As a professional anarcho-activist, McHenry leads an alternately hardscrabble and comfortable life. Although he slept outside with the occupiers here in Orlando, he also spoke at an event hosted by Amnesty International at the University of Central Florida, for which he was compensated handsomely.“Honorariums have been around $500 this year, which is better than it has been,” he says. “Last year, I was really struggling to get $250 from clubs.”
And now, an update from theOrlando professional sports world, where so much has happened – amid nothing happening! Let us explain. On the one hand, there is no actual sporting going on whatsoever. The Orlando City Soccer Club is in its off-season, Major League Baseball’s spring training is still months away (duh) and the Orlando Magic’s players, along with all others in the NBA, are still unable to extract themselves from a disagreement with team owners over how much cash in which they’ll get to swim.
Yet at the same time, there is plenty shaping the professional sports world outside of the courts, fields and Dwight Howard’s shoulders. Take Nov. 16, the day after the NBA Players Association announced that it would be disbanding and decertifying so that it could proceed with an antitrust suit. It was then that Mayor Buddy Dyer positioned himself as a rock of stability in a cold, barren world without overpaid basketball players: Along with the city’s Community Food & Outreach Center, he nobly offered to provide the families of arena workers unable to work due to the basketball contract debacle the meager crumbs that would normally come from their low-wage paychecks. “[It’s an] aggressive campaign … to help provide food for hungry families in Central Florida, rally community volunteers and help the thousands of families who are in need due to the NBA Lockout,” read the statement from the mayor’s office, bereft of any detail quantifying or qualifying the effort. What we did get out of it, however, was this advice to our homeless population: When a cop bothers you, tell them you’re sleeping outside because of the NBA lockout. Works like a charm!

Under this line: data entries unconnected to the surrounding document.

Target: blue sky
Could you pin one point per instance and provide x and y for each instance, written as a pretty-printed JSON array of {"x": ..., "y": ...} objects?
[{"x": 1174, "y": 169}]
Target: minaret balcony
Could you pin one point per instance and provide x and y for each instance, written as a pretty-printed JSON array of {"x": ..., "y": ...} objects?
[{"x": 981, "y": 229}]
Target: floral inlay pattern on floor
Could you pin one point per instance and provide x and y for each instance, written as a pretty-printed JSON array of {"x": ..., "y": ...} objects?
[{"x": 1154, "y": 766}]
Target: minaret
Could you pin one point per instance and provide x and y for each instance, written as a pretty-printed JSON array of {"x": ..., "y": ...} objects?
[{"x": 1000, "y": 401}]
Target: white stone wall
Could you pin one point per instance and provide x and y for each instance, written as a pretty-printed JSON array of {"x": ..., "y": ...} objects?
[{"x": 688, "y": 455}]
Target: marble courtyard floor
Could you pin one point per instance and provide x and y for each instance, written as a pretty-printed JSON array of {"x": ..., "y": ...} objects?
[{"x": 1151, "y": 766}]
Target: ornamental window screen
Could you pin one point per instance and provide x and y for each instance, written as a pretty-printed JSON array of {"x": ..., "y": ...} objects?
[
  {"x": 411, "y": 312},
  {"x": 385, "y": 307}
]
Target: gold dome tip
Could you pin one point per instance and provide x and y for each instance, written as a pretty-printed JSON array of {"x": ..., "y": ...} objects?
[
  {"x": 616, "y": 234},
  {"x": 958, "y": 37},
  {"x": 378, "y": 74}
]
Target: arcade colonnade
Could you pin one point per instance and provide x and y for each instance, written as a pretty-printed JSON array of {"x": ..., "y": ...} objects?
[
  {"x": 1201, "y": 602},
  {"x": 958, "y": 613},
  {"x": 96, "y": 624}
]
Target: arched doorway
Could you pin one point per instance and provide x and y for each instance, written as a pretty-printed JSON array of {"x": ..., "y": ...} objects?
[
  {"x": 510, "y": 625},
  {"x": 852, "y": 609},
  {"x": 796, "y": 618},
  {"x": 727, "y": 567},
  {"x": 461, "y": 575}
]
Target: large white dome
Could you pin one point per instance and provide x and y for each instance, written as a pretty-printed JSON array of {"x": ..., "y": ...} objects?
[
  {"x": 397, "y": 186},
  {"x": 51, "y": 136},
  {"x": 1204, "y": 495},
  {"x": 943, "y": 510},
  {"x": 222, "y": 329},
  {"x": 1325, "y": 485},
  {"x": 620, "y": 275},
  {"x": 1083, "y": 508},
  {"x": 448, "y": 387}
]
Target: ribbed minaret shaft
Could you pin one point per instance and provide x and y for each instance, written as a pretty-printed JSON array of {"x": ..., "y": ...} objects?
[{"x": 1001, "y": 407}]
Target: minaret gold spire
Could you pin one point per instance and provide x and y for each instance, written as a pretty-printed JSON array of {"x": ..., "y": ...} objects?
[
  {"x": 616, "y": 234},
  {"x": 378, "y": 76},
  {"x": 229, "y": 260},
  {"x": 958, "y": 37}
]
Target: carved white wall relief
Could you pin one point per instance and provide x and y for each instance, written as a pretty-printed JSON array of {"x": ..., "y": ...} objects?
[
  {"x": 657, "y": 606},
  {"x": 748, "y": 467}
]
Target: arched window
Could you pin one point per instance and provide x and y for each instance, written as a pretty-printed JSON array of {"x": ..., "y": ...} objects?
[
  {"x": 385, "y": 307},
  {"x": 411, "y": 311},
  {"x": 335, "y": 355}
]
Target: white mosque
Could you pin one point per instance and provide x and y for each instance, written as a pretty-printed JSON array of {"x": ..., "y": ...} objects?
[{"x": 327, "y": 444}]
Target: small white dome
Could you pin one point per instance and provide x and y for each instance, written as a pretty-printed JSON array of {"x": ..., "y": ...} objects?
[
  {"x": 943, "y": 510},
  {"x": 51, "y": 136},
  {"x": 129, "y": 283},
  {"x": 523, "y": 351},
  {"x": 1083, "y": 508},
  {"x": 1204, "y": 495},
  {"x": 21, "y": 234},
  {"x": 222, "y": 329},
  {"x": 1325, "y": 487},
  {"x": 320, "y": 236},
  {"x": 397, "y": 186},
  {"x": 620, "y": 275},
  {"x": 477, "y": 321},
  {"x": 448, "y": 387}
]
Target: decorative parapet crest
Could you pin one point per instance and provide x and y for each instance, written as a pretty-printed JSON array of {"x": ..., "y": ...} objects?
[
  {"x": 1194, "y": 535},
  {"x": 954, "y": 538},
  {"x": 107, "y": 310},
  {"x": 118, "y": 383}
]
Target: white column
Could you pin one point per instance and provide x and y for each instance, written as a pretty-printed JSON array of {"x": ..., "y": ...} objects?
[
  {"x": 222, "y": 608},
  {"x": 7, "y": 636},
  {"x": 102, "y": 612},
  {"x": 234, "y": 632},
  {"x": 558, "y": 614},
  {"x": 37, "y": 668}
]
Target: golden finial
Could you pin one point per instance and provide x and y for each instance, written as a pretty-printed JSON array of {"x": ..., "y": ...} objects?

Meanwhile, the Orlando Magic – a name that currently signifies everybody but the players, get used to it – announced on Nov. 16 that it had already done some volunteer teaching at a staggering 65 schools in Orange County. (We’re sure the students were thrilled to finally meet Magic V.P. of Community Relations/Government Affairs Linda Landman Gonzalez.) Like Dyer, the Magic wanted to clue us in to its civic-mindedness – the organization has performed nearly 30,000 hours of community service since its inception in July 2006, according to its own glowing estimates. How sweet of them! But wait, what’s this? “[The Magic Volunteer Program] is unique in that it allows employees to volunteer during work hours.” So is this community service or boredom? Sigh.
There was at least one piece of good news that came out of Orlando last Wednesday: we’ll be getting a hockey team! Sure, it’s not an NHL team – it’s part of the third-tier East Coast Hockey League – and sure, it’s the Solar Bears, a team we were glad to see die a decade ago simply because of the name and logo, but at least that giant electricity bill at the Amway Center won’t go to waste this fall. Oh, sorry, yes it will – the Solar Bears aren’t playing until 2012. Happy holidays!